What’s in your CSA?

Many of you have asked for a list of what might be available this season in our CSA. Here’s a short-list of the produce that you should expect throughout the season. This list can be especially helpful for those exploring new veggie options 🙂 This list was compiled by the head farmer and manager of Three Chimney Farm, Ruby Goldner.

List of Vegetables in CSA Shares

Kale (varieties — Lacinato, Red Russian, White Russian): can be chopped and sautéed, chopped and massaged with salt to make a wilted salad, made into kale chips in the oven, eaten raw, used as a wrap, and put in soups

Chard (white or yellow): same as kale, though stalks also make good additions to soups and pickling cans

Lettuce: pretty self-explanatory! Try using as a wrap, it’s fun!

Radishes (french breakfast, sora — red round, watermelon and black later in the season): chopped or sliced into salads, chopped into sautés, added to soups at the end, pickled, and eaten raw as a snack or with dips

           – Tops can be sautéed or added to salads for a kick.

Turnips (hakurei): white globe, use same as a radish. Again, tops can be used in various ways. (You might think these are “white radishes” but they are actually turnips! They are not spicy at all and actually a bit sweet.

Carrots: pretty self-explanatory! Fun fact, they’re delicious. But maybe don’t eat the tops. Compost them.

Beets: pickling them makes the brine a nice color as well as makes it taste good. Roast ‘em, slice ‘em on salads, eat them raw? The latter is not my fave but some people like it. Eat the tops! Cook them! They’re chard!

Microgreens: whelp, they’re over for the season, but we all like a little spice on our salads, right?

Barese: mini-chard! — These are an heirloom swiss chard, called Barese. They can be used in a salad or sautéed just like chard.

Choi: a little on the small side because of the flea beetle damage but totally edible despite it — no diseases will be conferred. I would sauté these as it brings out their flavor. Using in a salad gives a very very slight tang to the dish.

Pickling cucumbers: ummmm, it’s in the name (you can also eat non pickled 🙂

Cucumbers: if you aren’t eating these with Tajin, then please go get some Tajin.

Green/white striped zucchini: grill it, sauté it, purée it into a weird smoothie, salt it in long flat strips before you use it and make it into a veggie parm wrap (instead of eggplant)

Eggplants (long purple, long white, globe purple): sautéed, grilled, same as zucchini with the salt trick for eggplant parm, purée it into an interesting cold soup (cook it first then chill it), and of course, baba ganoush

Yellow squash (patty pan or longneck): my suggestion?
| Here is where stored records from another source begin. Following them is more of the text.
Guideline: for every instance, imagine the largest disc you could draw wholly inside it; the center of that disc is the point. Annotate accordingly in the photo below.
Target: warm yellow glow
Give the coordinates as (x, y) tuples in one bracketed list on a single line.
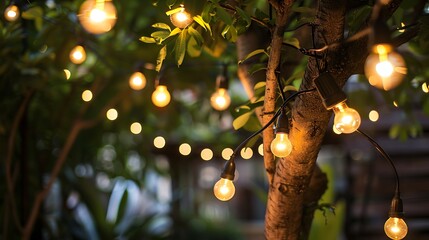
[(281, 146), (261, 149), (77, 55), (11, 13), (224, 189), (136, 128), (395, 228), (425, 88), (346, 120), (206, 154), (159, 142), (161, 97), (373, 116), (246, 153), (227, 153), (385, 68), (185, 149), (87, 95), (137, 81), (97, 16), (181, 19), (112, 114), (220, 100), (67, 73)]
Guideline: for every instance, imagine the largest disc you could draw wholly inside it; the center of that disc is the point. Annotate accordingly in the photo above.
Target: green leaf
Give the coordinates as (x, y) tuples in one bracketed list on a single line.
[(180, 47), (193, 48), (161, 56), (292, 41), (162, 26), (173, 11), (241, 120), (196, 35), (255, 52), (147, 39)]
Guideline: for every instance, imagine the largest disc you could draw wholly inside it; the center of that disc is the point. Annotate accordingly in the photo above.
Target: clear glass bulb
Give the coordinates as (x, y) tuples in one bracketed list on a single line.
[(137, 81), (224, 189), (395, 228), (281, 146), (97, 16), (77, 55), (181, 19), (220, 100), (11, 13), (385, 68), (346, 120), (161, 97)]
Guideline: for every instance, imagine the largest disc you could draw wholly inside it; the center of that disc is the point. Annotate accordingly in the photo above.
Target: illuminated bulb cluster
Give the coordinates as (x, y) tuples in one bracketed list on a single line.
[(77, 55), (137, 81), (161, 97), (11, 13), (97, 16), (385, 68), (181, 18)]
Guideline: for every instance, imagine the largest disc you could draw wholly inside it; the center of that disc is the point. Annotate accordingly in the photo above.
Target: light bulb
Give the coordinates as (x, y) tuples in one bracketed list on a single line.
[(77, 55), (346, 120), (137, 81), (281, 146), (11, 13), (161, 97), (181, 19), (97, 16), (220, 100), (385, 68), (395, 228), (224, 189)]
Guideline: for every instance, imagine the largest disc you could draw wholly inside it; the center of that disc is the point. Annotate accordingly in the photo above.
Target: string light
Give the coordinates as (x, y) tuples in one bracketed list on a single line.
[(181, 18), (346, 120), (137, 81), (77, 54), (11, 13), (97, 16), (220, 99), (281, 145), (224, 189)]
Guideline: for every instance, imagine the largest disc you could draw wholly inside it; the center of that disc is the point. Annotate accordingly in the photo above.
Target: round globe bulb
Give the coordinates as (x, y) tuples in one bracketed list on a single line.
[(97, 16), (77, 55), (281, 146), (395, 228), (11, 13), (346, 120), (220, 100), (224, 189), (181, 19), (385, 70), (161, 97), (137, 81)]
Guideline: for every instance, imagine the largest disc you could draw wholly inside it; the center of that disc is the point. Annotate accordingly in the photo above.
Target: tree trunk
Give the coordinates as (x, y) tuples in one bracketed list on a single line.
[(286, 197)]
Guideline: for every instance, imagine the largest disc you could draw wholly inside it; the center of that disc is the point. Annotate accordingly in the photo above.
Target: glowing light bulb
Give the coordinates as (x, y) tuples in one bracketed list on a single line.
[(395, 228), (346, 120), (161, 97), (281, 146), (97, 16), (11, 13), (137, 81), (181, 19), (220, 100), (385, 68), (224, 189), (77, 55)]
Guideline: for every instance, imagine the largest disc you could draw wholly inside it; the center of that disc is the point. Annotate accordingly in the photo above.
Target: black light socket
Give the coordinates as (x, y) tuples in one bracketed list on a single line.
[(329, 91)]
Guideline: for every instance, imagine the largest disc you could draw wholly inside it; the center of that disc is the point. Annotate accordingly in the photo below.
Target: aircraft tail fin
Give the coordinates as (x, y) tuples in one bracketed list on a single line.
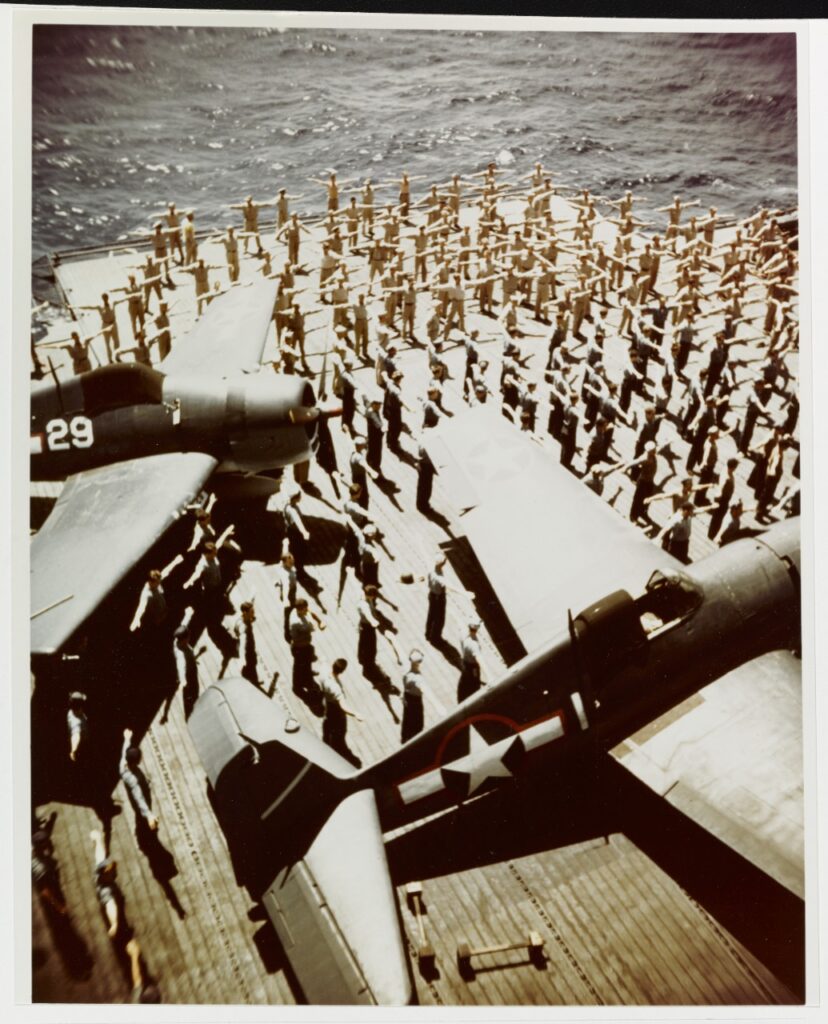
[(306, 840)]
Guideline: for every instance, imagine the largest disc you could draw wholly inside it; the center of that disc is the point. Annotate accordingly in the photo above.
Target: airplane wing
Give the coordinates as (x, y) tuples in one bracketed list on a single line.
[(230, 336), (101, 524), (547, 543), (731, 756), (336, 914), (333, 905), (731, 759)]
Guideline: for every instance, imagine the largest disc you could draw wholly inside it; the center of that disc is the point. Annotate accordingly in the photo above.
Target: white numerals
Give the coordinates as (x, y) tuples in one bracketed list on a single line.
[(62, 434)]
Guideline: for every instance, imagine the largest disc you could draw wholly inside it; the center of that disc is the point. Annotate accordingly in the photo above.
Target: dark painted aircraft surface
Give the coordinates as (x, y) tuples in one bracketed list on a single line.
[(137, 444), (587, 682)]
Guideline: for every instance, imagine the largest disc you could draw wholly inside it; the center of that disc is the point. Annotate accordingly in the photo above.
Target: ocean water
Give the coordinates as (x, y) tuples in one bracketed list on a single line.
[(127, 119)]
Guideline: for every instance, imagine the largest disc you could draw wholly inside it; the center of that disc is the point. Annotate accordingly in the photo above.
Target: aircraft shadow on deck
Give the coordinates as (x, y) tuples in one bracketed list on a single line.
[(260, 535), (471, 576), (39, 510), (523, 819)]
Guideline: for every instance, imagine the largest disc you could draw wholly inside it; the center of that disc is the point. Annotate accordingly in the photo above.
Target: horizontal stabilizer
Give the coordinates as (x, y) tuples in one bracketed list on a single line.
[(336, 913), (731, 759)]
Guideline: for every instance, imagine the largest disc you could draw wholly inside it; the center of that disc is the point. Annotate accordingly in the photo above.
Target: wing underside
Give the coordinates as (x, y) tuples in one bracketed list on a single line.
[(230, 336), (547, 543), (731, 759), (731, 756), (336, 913), (104, 520)]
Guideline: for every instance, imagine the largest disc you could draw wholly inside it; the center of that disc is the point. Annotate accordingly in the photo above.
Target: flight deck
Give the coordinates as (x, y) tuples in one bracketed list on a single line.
[(635, 903)]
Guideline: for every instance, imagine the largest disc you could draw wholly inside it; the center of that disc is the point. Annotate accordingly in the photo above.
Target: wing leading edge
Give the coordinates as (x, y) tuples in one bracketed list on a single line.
[(230, 336), (731, 759), (102, 523), (547, 543)]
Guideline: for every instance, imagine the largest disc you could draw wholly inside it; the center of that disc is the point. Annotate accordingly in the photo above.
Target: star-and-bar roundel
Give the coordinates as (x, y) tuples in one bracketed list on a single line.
[(477, 754)]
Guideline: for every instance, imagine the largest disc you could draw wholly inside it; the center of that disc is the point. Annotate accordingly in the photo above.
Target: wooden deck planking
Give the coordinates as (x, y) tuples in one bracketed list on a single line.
[(591, 902)]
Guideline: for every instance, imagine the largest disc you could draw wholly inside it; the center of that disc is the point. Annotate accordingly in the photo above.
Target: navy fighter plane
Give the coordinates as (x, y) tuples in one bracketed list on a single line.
[(651, 634), (136, 444)]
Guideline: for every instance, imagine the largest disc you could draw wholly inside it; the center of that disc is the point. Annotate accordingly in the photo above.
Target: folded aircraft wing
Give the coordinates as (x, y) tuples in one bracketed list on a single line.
[(331, 899), (336, 913), (547, 543), (731, 756), (103, 521), (731, 759), (230, 336)]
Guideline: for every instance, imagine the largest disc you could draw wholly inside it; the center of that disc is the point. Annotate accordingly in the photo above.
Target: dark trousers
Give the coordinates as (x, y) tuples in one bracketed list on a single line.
[(411, 716), (303, 669), (435, 619), (425, 480), (366, 646), (469, 681)]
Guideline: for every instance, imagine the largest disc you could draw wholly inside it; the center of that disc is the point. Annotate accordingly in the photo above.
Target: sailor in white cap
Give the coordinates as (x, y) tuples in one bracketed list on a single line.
[(471, 675), (412, 697), (231, 249)]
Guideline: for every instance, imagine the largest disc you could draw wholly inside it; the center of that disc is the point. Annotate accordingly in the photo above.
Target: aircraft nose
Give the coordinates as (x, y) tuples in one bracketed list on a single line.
[(785, 541)]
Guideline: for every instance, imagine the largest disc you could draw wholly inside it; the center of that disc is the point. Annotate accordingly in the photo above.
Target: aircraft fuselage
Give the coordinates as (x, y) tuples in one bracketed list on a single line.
[(250, 424), (592, 690)]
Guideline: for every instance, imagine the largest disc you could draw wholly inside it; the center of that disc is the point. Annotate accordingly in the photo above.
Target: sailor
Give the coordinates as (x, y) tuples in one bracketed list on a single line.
[(151, 280), (78, 724), (360, 470), (153, 613), (143, 988), (134, 304), (356, 519), (431, 408), (246, 638), (647, 465), (286, 584), (200, 271), (293, 233), (569, 431), (374, 424), (296, 531), (106, 890), (79, 352), (392, 411), (282, 212), (368, 626), (367, 208), (471, 663), (160, 252), (302, 625), (727, 486), (186, 672), (348, 388), (231, 250), (135, 781), (250, 211), (163, 338), (140, 350), (46, 873), (360, 317), (412, 716), (677, 532), (328, 266), (109, 324), (335, 711), (174, 232), (472, 347), (435, 617), (210, 602)]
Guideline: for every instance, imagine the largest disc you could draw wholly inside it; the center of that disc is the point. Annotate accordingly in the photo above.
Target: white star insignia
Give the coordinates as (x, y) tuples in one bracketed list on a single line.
[(483, 761)]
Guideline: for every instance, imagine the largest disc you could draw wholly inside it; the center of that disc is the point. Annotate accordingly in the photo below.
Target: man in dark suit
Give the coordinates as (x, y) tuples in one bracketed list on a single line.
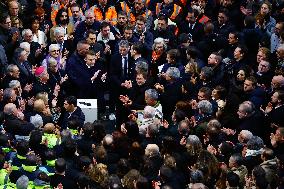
[(36, 50), (21, 60), (121, 73), (66, 46), (275, 109), (14, 123), (74, 65)]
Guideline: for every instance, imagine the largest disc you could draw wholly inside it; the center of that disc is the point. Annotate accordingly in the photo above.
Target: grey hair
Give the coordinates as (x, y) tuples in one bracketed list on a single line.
[(14, 83), (152, 150), (255, 143), (152, 93), (149, 112), (215, 123), (123, 43), (11, 67), (25, 31), (141, 66), (160, 40), (25, 45), (173, 72), (246, 134), (7, 93), (37, 121), (247, 107), (58, 31), (22, 182), (205, 106), (9, 108)]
Butter or olive oil and a grill (or a sauté pan)

Tomatoes: do anything you want, but again, use Tajin when eating raw — cucumbers and tomatoes with Tajin on a hot summer day and a beer or glass of wine is the new charcuterie board but way cheaper and more satisfying

Butternut Rugosa (the best butternut): scoop out and stuff open faced, bake whole and eat without any seasoning (it’s really sweet!), cut in half and roast with all the things (butter, herbs, salt, pepper, any spice you can think of, any combination of spices you can think of), purée it into a delightful soup, use it instead of ricotta in any dish that calls for ricotta but make sure you purée it first with butter to fluff it up

Melon: just eat it raw, maybe add some Tajin.

Fennel (baby or not-baby): chop into salads, slice into salads, pickle, sauté, eat raw (baby fennel raw is a sweet, sweet delight), roast when large

Sage, Garlic, Parsley, Cilantro, Basil: the uses are only bound by your imagination, or whether or not you taste soap when you eat cilantro — I like to put cilantro on salads, or make it into a cilantro sauce with lime juice and garlic, but that’s me

Hot Peppers – We have a variety of hot peppers, from jalapenos to habaneros. We also grow our own 3CF cayannes. These are super spicy so you cautiously!

Shishito/Padron mix – If you haven’t had Shishito peppers before, you haven’t lived. It’s very simple: Give them a little oil, put in a cast-iron pan, sear / blister them on high heat, and add course sea salt to taste. Can be eaten with lemon/soy sauce but not necessary. These peppers have an umami flavor and one in every 10 are super hot!

Sweet “lunchbox” peppers – these are going to be your sweet colored bell pepper. Not spicy at all, great for raw, grilled, or anyway you want them.

Onions – hmm I feel strange writing an explanation here. Although … eat the green tops or you’re missing out!